Les Comores ont gagné six places dans le classement des pays qui respectent la liberté de la presse, publié par Reporters sans Frontières le 26 avril 2017. Dans ce rapport annuel, les Comores sont passées de la 50ème à la 44ème place.
L’Union des Comores se classe au 44ème rang dans le classement mondial de la liberté de la presse, selon Reporter sans frontières dans son rapport annuel publié le 26 avril 2017. L’archipel a gagné 6 places par rapport à l’année dernière où on était placé à la 50ème place.
« Ce n’est pas que nous avançons mais certains pays reculent. On n’a pas d’amélioration sensible dans les droits et libertés de la presse à l’exception de la mise en place du CNPA », a souligné Ahmed Ali Amir, directeur général du journal étatique Al-watwan.
Hadji Hassanaly, directeur de la Tribune des Comores, soutient de son côté que cette avancée est du au fait qu’aucun journaliste n’est attaqué ou poursuivi mais l’autocensure est présente dans de nombreux organes de presse.
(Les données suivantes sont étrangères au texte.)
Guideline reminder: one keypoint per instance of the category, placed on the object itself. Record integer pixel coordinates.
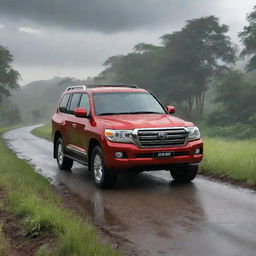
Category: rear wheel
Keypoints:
(102, 177)
(184, 173)
(64, 163)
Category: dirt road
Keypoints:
(154, 214)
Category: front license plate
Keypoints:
(162, 154)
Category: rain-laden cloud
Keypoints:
(74, 37)
(100, 15)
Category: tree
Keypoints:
(248, 37)
(193, 57)
(236, 96)
(8, 76)
(180, 69)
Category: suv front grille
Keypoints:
(166, 137)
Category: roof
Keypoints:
(105, 88)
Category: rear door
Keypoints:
(71, 121)
(83, 124)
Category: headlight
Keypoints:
(193, 133)
(124, 136)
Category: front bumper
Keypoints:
(142, 158)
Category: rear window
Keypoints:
(64, 103)
(74, 102)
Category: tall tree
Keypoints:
(195, 55)
(236, 96)
(248, 37)
(8, 76)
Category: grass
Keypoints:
(31, 197)
(4, 244)
(43, 131)
(235, 159)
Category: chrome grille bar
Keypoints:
(151, 137)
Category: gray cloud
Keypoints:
(74, 37)
(100, 15)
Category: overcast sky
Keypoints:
(73, 37)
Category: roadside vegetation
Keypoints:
(229, 158)
(4, 244)
(235, 159)
(32, 199)
(43, 131)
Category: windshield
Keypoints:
(118, 103)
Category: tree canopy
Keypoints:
(180, 69)
(8, 76)
(248, 37)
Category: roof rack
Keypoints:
(84, 87)
(76, 87)
(113, 85)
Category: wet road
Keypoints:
(157, 216)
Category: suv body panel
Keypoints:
(77, 133)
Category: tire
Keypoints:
(185, 173)
(64, 163)
(102, 177)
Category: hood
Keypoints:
(130, 122)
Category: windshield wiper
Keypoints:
(145, 112)
(130, 113)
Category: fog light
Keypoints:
(119, 154)
(197, 151)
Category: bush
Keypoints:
(237, 131)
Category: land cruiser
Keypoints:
(115, 128)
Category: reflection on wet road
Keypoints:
(157, 215)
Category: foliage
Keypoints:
(9, 113)
(232, 159)
(43, 131)
(236, 96)
(8, 76)
(176, 70)
(248, 37)
(4, 243)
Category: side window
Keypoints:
(85, 102)
(74, 102)
(63, 103)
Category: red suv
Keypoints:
(114, 128)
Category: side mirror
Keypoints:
(170, 109)
(80, 112)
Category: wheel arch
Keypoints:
(93, 142)
(57, 135)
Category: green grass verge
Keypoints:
(43, 131)
(4, 244)
(235, 159)
(31, 197)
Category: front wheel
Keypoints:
(184, 173)
(64, 163)
(102, 177)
Et puis les Comores ont une législation exceptionnelle qui garantit un libre exercice du métier mais malgré les textes rien n’est fait pour soutenir la presse, comme l’a aussi souligné Kamal Eddine Saindou. « Les conditions d’exercice du métier sont précaires », a-t-il dit avant de se réjouir du pluralisme de la presse quoique « anarchique ».
Au cours de cette année, la fermeture et la réquisition du matériel de La Baraka Fm a été enregistré comme étant le seul cas où la liberté de la presse a été piétinée. Quelques actes d’intimidation et abus ici et là, mais aucune condamnation ni emprisonnement pour délit de presse.